Integrating Facility Management and Operations into IPD/BIM Projects
Building owners appreciate the benefits of integrated project delivery (IPD) and building information modeling (BIM), which have proven to help reduce construction costs and accelerate schedules.
However, life-cycle facility operations and maintenance remain a much more significant overall cost factor, ranging anywhere from one-and-a-half to five times the price of construction. As a result, many owners seek to optimize the profitability of their facilities by reducing operations and maintenance costs and designing in health and quality-of-experience factors that tend to enhance the productivity of the people occupying the facility.
To support these objectives, owners want to know how the data and knowledge encoded in the BIM developed during design and construction can also support life-cycle cost management.
Given that computer-aided facilities management (CAFM) systems have extracted room and space data from 2-D CAD for decades, one might ask what’s new in BIM for facilities management? The answer: A LOT!
As technology continues to advance and our experience deepens with a variety of projects using IPD and BIM processes and tools, following are just a few of the notable features:
Visualization for maintenance access
We’re all familiar with using 3-D BIM for clash detection and trade coordination. It’s also important to review the BIM for maintenance access.
BIM coordination review needs to include the owner’s operations and maintenance personnel, as early as the design development phase, to assure access to MEP systems components such as shut off valves and light fixtures.
Catalog and locate rooms, spaces, furniture and equipment
Using BIM, the work required to catalog rooms, spaces, and furniture and equipment in your CAFM systems can be more efficient than doing that same work with 2-D CAD.
BIM authoring tools include intelligence that permits room and space elements to be associated with walls, facilitating changes to the model and making it unnecessary to redundantly draw space and room boundaries in your CAFM system.
In addition, BIM authoring tools permit you to name, classify, and locate the elements in the model that represent furniture and equipment, materials, and assemblies. The tools allow you to add attributes to associate these elements with documents and data outside of the BIM authoring tool, such as manufacturer data sheets and LEED documentation data.
Catalog and locate MEP products and systems
BIM authoring tools permit you also to catalog and locate the MEP products. Imagine receiving a work order, and knowing the exact location behind the paint or ceiling tile of a shutoff valve, and the means of access, before walking the site!
There are many other new capabilities that BIM can bring to your facility management and operations process, from incorporating laser scanned representations of your existing buildings for space planning and other purposes, to integrating with geographic information system (GIS) and providing fire and safety information for local agencies.
It is critical for the owner to consider all these capabilities at project inception and make sure they are “designed into” the project delivery approach to get the most “bang for your buck” with BIM well after construction completion.
Andrew Arnold, PhD, Director of Consulting for DPR Construction, offers a unique blend of business and technology expertise to the AEC industry. As director of DPR Consulting for DPR Construction, one of the nation’s top technical builders, Andrew applies more than 25 years of experience in product design and management, product, and process modeling for AEC software applications and consulting to help DPR customers and teams establish the appropriate lean construction, building information modeling (BIM) and integrated project delivery (IPD) strategies and practices for their projects and facility operations, post project turnover. Most recently, Andrew assisted in a BIM for facilities management implementation on a large-scale healthcare project in the San Francisco Bay Area.
Andrew received his Ph.D. in Construction Engineering and Management in 2000 from Stanford University at the Center for Integrated Facilities Engineering (CIFE).
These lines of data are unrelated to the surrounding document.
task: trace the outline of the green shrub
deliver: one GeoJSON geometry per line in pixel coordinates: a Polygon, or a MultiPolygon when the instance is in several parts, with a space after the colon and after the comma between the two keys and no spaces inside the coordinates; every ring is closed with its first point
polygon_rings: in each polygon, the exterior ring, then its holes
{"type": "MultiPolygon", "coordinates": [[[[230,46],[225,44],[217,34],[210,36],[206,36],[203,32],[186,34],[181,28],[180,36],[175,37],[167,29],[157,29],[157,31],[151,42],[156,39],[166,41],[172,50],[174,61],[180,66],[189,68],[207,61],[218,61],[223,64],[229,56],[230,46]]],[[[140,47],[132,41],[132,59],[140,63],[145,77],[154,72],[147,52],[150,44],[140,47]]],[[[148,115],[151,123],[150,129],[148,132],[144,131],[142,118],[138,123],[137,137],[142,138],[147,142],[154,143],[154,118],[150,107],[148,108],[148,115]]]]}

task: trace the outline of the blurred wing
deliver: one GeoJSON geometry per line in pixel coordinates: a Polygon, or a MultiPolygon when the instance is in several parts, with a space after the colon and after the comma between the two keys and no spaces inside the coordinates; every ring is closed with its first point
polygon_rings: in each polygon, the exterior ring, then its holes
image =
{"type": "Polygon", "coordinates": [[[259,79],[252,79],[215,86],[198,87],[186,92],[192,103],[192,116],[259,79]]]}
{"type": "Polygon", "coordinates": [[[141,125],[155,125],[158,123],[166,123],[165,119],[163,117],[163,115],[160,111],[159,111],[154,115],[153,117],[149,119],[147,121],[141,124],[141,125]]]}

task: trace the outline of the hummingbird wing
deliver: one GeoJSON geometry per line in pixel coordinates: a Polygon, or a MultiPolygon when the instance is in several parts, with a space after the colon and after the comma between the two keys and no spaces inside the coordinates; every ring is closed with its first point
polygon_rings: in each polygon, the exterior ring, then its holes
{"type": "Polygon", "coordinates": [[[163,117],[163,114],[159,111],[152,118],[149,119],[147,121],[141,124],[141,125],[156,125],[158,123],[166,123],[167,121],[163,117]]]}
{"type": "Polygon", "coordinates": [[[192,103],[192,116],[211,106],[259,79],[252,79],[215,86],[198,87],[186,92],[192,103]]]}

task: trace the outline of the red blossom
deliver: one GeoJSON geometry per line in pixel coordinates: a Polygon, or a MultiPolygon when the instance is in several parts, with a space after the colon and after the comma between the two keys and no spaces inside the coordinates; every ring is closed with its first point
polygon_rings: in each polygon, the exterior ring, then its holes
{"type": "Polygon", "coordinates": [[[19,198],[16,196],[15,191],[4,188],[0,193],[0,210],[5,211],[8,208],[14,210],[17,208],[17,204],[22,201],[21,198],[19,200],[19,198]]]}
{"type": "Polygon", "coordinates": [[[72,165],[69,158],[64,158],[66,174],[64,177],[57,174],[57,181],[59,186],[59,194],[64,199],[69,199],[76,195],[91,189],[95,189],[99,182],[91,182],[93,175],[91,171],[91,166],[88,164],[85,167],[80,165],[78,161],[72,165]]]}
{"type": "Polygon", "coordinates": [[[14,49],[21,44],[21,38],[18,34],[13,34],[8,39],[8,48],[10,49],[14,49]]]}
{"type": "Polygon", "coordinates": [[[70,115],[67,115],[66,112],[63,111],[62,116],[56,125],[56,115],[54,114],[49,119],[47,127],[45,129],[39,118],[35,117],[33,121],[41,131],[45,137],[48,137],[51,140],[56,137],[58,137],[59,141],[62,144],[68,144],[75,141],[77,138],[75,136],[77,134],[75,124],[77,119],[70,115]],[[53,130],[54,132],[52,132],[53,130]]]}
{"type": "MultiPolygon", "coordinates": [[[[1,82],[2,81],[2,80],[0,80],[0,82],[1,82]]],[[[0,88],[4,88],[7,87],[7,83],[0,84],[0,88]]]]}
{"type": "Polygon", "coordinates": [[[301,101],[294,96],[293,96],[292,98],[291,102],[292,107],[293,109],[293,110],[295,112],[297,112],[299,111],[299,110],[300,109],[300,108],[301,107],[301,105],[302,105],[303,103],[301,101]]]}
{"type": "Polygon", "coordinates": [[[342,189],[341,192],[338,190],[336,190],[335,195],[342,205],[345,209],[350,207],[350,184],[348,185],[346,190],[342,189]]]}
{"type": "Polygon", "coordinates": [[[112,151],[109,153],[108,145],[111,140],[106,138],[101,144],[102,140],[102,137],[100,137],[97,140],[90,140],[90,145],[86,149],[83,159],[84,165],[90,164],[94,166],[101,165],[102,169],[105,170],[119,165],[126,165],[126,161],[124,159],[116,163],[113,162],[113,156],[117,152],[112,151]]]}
His dissertation investigated the exchange of design and engineering information and services between suppliers and buyers of products installed in buildings, and interoperation between component analysis applications and a BIM. Subsequently, he worked in technology startups, designing and managing products and services that focused on modeling and indexing product performance information with BIM, BIM content management solutions, and BIM analysis applications, including quantity take-off and cost estimating, LEED contribution and documentation, and immersive BIM visualization on the desktop and Web.
Andrew has presented on BIM and IPD at several conferences, including the Construction Specifications Institute BIM Chicago Seminar, Forbes Conference: E-Business in the Construction Industry, and the American Institute of Architects, Technology in Architectural Practice conference.